Tatsächlich wurde in China vor einigen Jahren bereits das Genom menschlicher Embryonen verändert, wobei die Forscher jedoch nur bei einigen wenigen der 86 nicht lebensfähigen Embryonen erfolgreich waren. Dieses neueste Ereignis stellt nun den ersten Erfolg dar, der mit dem Verfahren außerhalb Chinas erreicht wurde. Zwar ist es in vielen Ländern nach wie vor illegal, einen gentechnisch modifizierten Embryo zu implantieren, jedoch wird von mancher Seite argumentiert, dass uns dieser Meilenstein zwangsläufig näher an Studien mit Menschen heranführt.
Kritiker dieser Art von Keimbahnmanipulation betonen, dass Gene im menschlichen Körper normalerweise mehr als nur eine Funktion erfüllen. Jede kleine Veränderung könnte an anderer Stelle also ungeahnte Folgen haben.
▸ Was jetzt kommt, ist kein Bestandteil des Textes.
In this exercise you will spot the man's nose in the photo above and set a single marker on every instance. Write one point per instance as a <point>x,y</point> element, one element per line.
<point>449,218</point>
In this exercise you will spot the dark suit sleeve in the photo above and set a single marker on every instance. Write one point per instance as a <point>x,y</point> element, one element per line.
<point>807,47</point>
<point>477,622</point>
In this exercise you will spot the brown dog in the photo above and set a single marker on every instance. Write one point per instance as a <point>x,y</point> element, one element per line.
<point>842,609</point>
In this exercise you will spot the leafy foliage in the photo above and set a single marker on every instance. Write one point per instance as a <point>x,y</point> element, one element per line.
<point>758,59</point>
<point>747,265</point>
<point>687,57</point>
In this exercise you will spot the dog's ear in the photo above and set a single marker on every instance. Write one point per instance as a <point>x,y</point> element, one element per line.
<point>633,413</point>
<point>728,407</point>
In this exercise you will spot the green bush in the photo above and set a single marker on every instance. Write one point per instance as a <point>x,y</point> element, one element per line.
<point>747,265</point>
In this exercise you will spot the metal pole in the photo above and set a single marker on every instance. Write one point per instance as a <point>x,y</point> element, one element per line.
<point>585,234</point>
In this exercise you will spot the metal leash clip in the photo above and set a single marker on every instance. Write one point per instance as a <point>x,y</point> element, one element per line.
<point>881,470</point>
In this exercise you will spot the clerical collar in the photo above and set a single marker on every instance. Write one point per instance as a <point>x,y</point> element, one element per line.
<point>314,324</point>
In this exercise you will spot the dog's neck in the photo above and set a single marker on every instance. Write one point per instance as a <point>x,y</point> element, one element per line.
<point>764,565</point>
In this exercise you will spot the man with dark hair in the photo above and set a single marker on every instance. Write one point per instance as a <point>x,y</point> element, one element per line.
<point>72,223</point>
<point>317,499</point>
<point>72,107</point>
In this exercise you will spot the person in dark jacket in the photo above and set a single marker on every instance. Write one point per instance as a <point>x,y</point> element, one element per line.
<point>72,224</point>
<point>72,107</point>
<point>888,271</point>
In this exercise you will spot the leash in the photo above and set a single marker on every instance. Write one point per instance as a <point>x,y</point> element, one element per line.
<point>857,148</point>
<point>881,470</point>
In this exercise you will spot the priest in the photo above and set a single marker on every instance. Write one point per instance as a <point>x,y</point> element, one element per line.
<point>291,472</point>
Diese Auswirkungen würden im Rahmen der Studien unter Umständen nicht bemerkt, da die betroffenen Gene möglicherweise nicht überprüft werden.
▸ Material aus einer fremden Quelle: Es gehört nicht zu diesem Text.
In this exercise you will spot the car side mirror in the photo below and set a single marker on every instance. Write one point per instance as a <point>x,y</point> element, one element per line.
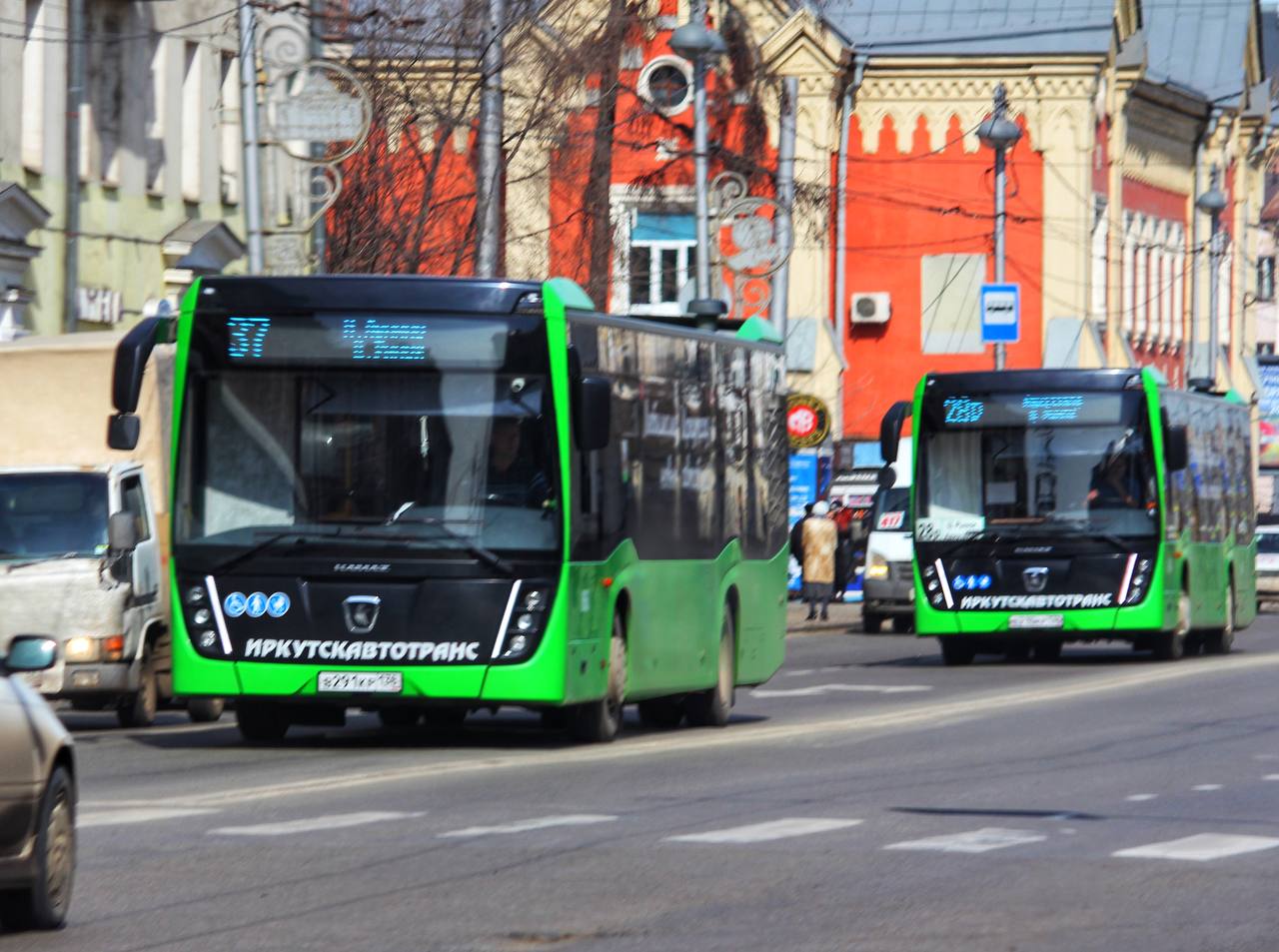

Auch innerhalb der wissenschaftlichen Gemeinschaft dieses Bereichs selbst besteht kein Konsens darüber, dass die Vorteile die Sicherheitsrisiken überwiegen. Im Jahr 2015 forderte eine Forschergruppe im „Nature“ ein Moratorium für Veränderungen an der menschlichen Keimbahn. Sie argumentierten, dass die aktuellen Technologien sich nicht nur „unvorhersehbar auf künftige Generationen auswirken“ könnten, sondern auch eine negative Reaktion der Öffentlichkeit provozieren könnten, wodurch auch die Entwicklung therapeutischer Genmodifikationen behindert würde, die nicht vererblich sein sollen.
Neben ethischen Debatten darüber, in welchem Umfang Erbkrankheiten korrigiert werden dürfen, kommen auch Bedenken hinsichtlich einer Zukunft auf, in der die Technologie zur Optimierung von Menschen eingesetzt wird. Was wahrscheinlich kaum zu verhindern war, ist, dass dieser jüngste Erfolg neuerliche Medienberichte hervorrief, laut denen diese Forschung letztendlich zu „Designer-Babys“ und einer Gesellschaft führen werde, in der Menschen auf Grundlage ihrer genetischen Eigenschaften beurteilt werden.
Die vielleicht beste Aussage, um extreme Ansichten beider Seiten zu mäßigen, stammt aus der Studie selbst und verleiht dem Doppelstrang aus Science-Fiction und Realität eine überraschende Wendung: Überraschenderweise war nie geplant, dass das Testgenom den neuen mit CRISPR modifizierten DNA-Abschnitt als Codevorlage heranzieht, um das defekte Gen zu ersetzen. Vielmehr schädigte das Verfahren das mutierte Gen im Sperma des Vaters, sodass in jedem Fall das gesunde Gen aus dem mütterlichen Erbgut verwendet wird.
Somit funktioniert das Verfahren derzeit nur dann, wenn ein Elternteil über eine gesunde Version des Gens verfügt – die einfache Auswahl von Eigenschaften aus einem genetischen Menü wird also noch nicht zur Realität.
Um dem menschlichen Herz etwas Gutes zu tun, sollten wir also nicht nur gefährliche Herzerkrankungen ausmerzen, sondern auch von schockierenden Schlagzeilen Abstand nehmen.